- Poster
- Directed by: Muktha Srinivasan
- Written by: Peter Selvakumar
- Produced by: Muktha V. Ramaswamy
- Starring: Rajinikanth Saritha Radha
- Cinematography: M. Karnan
- Edited by: V. P. Krishnan R. Shanmugam
- Music by: M. S. Viswanathan
- Production company: Muktha Films
- Release date: 27 May 1983;
- Running time: 139 minutes
- Country: India
- Language: Tamil

= Sivappu Sooriyan =

Sivappu Sooriyan is a 1983 Indian Tamil-language action film directed by Muktha Srinivasan, starring Rajinikanth, Radha and Saritha. The film, released on 27 May 1983, was a box office failure.

== Plot ==

Vijay, a merchant navy officer, comes home on leave to meet his sister Selvi and her husband Vishwanthan but finds them missing. In his search for them, he bumps into Chitra who falls in love with him. With Chitra's help, Vijay is able to find Selvi, who has lost the ability to speak and her husband has vanished. Unable to make Selvi speak but determined to resolve her troubles, Vijay with the help of his friend Vidyasagar discovers that Vishwanathan had testified in court against a dangerous criminal and is being held hostage by his associates. Vijay decides to disguise himself as a smuggler and gets into the underworld. Whether he is able to retrieve Vishwanathan and bring normalcy to Selvi's life forms the rest of the story.

== Soundtrack ==
The music was composed by M. S. Viswanathan, with lyrics by Vaali.

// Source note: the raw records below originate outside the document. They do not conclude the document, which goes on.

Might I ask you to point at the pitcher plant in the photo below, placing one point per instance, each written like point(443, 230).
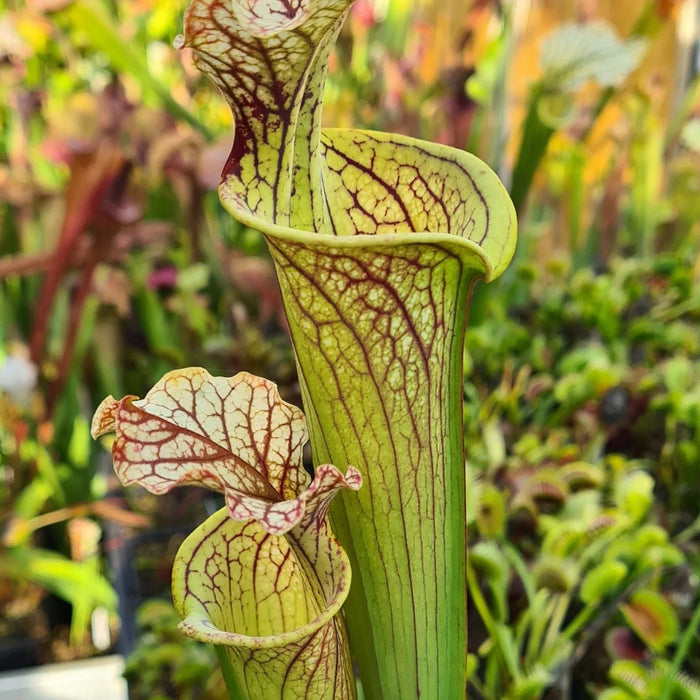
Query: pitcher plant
point(378, 240)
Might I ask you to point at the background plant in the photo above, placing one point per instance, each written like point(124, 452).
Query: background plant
point(589, 350)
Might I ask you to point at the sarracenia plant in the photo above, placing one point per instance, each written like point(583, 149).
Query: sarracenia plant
point(378, 241)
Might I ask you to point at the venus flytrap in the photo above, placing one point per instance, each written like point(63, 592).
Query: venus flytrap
point(378, 241)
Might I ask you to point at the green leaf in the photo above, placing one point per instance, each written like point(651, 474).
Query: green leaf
point(652, 618)
point(264, 577)
point(602, 581)
point(377, 240)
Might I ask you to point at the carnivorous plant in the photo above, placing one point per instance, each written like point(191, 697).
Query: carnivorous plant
point(378, 240)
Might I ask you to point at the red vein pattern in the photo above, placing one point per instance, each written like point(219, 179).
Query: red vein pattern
point(271, 68)
point(233, 435)
point(264, 577)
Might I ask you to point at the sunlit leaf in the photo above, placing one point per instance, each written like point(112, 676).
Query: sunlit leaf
point(576, 53)
point(652, 617)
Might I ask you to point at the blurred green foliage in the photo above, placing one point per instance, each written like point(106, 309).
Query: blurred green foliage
point(582, 368)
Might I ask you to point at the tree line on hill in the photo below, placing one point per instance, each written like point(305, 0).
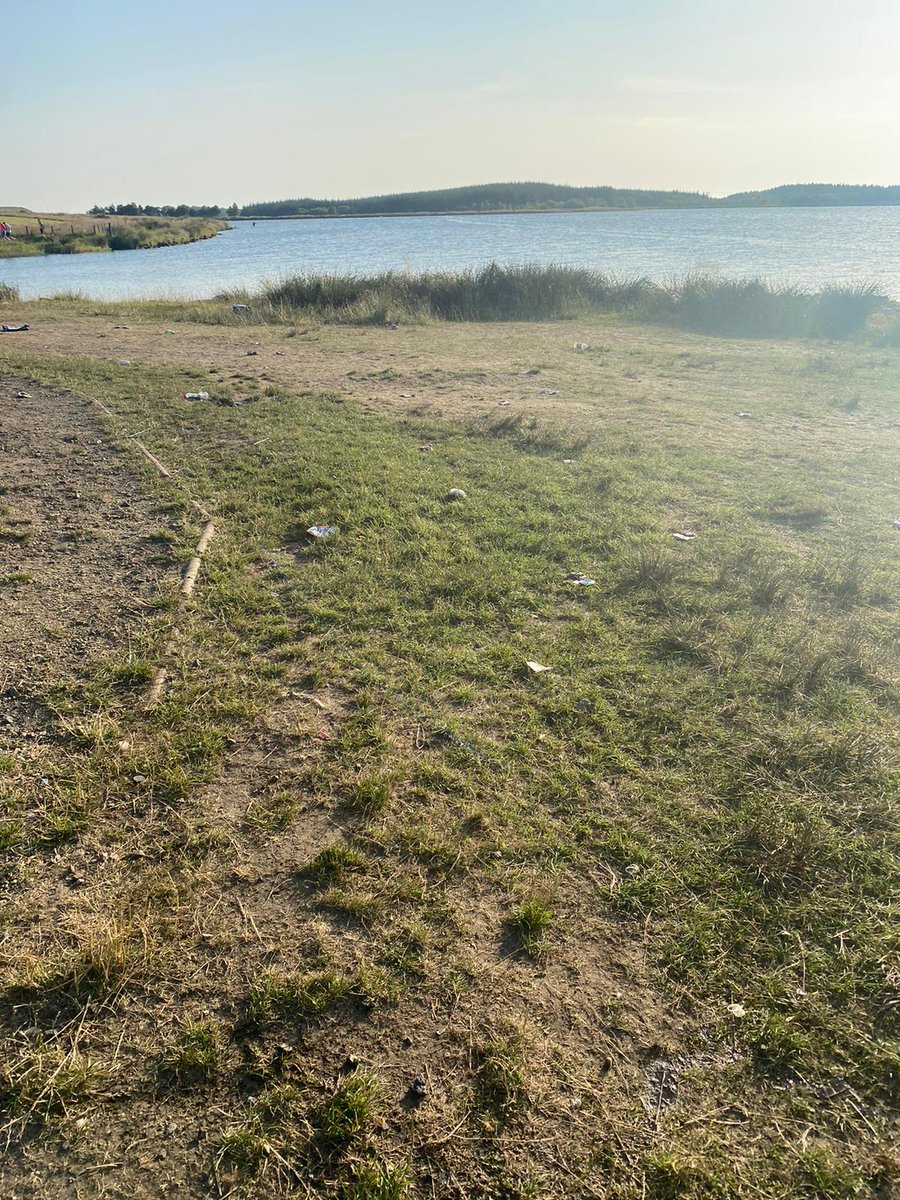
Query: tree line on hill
point(533, 197)
point(163, 210)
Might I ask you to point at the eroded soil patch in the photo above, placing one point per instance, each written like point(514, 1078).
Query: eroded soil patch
point(82, 546)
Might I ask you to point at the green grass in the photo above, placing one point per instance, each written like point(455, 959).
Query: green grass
point(288, 997)
point(708, 774)
point(137, 233)
point(529, 924)
point(706, 304)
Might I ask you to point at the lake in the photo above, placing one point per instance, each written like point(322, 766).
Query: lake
point(808, 246)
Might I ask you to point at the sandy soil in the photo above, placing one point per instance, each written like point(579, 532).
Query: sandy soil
point(77, 561)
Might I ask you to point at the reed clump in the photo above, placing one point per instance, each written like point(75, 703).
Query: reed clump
point(703, 304)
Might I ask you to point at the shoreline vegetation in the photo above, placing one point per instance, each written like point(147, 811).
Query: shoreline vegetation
point(701, 304)
point(41, 233)
point(697, 304)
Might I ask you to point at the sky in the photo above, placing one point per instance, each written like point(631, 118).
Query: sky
point(187, 101)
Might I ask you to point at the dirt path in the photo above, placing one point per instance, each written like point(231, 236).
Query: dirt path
point(78, 552)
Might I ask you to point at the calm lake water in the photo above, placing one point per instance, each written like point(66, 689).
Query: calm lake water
point(809, 246)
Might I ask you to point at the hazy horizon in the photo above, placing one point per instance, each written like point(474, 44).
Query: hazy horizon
point(215, 105)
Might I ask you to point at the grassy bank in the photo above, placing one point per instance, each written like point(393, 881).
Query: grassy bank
point(705, 304)
point(630, 921)
point(76, 234)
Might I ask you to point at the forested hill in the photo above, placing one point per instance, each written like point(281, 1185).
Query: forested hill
point(557, 197)
point(814, 196)
point(484, 198)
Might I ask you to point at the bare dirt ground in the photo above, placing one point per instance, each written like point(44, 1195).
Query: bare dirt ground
point(78, 563)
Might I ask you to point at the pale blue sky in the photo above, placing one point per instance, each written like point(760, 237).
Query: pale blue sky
point(203, 102)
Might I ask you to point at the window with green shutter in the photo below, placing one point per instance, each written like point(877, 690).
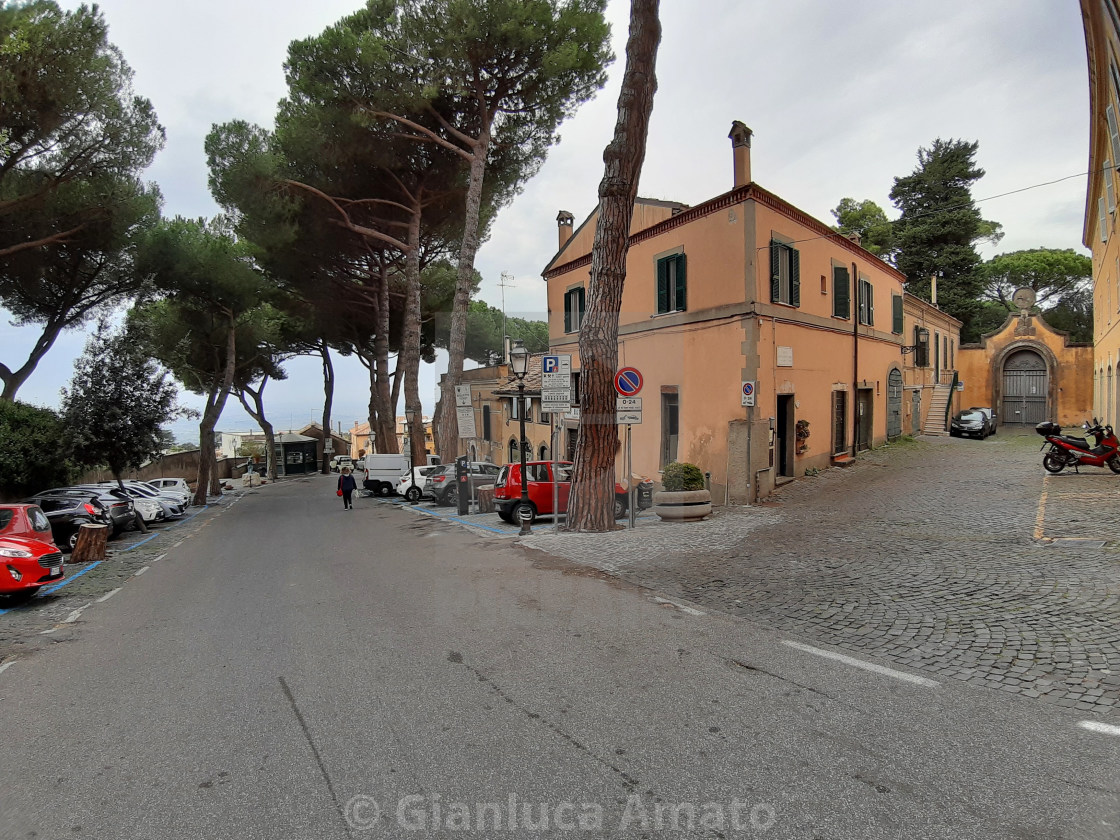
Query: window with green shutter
point(785, 273)
point(841, 292)
point(672, 285)
point(574, 309)
point(866, 302)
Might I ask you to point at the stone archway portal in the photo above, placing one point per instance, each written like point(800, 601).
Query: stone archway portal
point(1026, 389)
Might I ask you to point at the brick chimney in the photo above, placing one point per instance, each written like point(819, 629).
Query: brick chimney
point(740, 148)
point(565, 221)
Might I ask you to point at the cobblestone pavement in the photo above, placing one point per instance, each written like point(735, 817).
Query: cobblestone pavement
point(958, 558)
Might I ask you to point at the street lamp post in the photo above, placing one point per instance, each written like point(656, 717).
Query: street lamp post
point(409, 417)
point(519, 361)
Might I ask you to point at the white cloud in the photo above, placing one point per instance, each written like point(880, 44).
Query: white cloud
point(840, 98)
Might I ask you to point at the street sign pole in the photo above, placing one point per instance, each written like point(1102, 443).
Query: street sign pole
point(557, 427)
point(630, 477)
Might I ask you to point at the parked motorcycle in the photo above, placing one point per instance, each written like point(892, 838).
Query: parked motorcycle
point(1066, 450)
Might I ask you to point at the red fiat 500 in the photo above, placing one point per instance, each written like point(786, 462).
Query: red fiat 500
point(28, 554)
point(507, 491)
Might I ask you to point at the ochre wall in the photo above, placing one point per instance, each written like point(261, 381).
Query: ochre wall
point(1072, 381)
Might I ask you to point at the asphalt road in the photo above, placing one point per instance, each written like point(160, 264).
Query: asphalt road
point(294, 670)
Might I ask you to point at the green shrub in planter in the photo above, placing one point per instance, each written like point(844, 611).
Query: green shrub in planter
point(681, 476)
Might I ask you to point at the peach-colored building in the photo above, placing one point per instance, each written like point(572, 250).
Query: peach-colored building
point(932, 338)
point(744, 290)
point(497, 425)
point(1102, 42)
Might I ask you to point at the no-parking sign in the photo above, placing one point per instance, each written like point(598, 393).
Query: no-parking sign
point(748, 393)
point(628, 381)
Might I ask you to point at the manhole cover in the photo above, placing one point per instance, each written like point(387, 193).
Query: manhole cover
point(1078, 542)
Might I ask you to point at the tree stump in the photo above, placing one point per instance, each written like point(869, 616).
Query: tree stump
point(486, 498)
point(91, 544)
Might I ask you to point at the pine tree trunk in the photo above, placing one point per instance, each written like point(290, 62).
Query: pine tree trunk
point(447, 434)
point(207, 455)
point(257, 411)
point(328, 398)
point(409, 356)
point(91, 543)
point(384, 430)
point(591, 503)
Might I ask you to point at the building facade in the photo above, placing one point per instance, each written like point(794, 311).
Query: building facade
point(496, 407)
point(932, 339)
point(745, 292)
point(1102, 42)
point(1028, 373)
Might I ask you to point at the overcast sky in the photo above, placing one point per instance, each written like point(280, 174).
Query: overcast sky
point(840, 95)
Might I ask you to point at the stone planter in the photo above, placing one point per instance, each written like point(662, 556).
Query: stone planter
point(682, 505)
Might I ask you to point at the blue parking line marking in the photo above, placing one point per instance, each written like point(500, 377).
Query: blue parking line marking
point(93, 566)
point(180, 522)
point(58, 586)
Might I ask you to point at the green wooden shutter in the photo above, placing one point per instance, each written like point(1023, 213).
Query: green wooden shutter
point(662, 286)
point(841, 292)
point(680, 294)
point(775, 268)
point(794, 277)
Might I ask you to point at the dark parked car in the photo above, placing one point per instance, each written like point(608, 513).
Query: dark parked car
point(67, 514)
point(971, 422)
point(120, 510)
point(988, 413)
point(440, 483)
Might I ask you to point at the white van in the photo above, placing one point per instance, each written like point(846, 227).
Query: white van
point(383, 472)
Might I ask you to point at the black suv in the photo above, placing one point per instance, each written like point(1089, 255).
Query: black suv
point(117, 512)
point(440, 483)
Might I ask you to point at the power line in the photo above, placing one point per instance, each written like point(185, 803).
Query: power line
point(969, 205)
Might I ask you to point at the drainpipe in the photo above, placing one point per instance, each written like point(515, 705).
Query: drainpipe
point(855, 362)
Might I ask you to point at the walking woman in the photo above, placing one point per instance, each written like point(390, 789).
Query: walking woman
point(346, 487)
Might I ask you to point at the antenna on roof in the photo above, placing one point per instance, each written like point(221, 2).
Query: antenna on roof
point(506, 281)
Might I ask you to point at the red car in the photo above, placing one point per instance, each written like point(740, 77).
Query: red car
point(507, 490)
point(28, 554)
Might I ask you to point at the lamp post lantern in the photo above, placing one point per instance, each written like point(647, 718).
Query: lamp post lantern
point(409, 417)
point(519, 361)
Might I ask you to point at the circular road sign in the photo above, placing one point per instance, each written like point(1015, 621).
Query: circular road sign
point(628, 381)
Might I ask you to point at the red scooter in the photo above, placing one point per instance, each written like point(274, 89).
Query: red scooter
point(1070, 451)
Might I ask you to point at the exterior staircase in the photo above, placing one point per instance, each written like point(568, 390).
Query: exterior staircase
point(936, 421)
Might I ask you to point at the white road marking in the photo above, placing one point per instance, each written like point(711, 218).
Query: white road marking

| Song | Singers | Length |
|---|---|---|
| "Naan Kanda Kanda" | S. P. Sailaja | 04:23 |
| "Adi Munthanai Pandhada" | Malaysia Vasudevan, Vani Jairam | 03:58 |
| "Thangachi Sirithalae" | Malaysia Vasudevan | 04:10 |
| "Mr. Miranda Ethiri Varanda" | S. P. Balasubrahmanyam, S. Janaki | 03:58 |

== Reception ==
Jayamanmadhan of Kalki panned the film.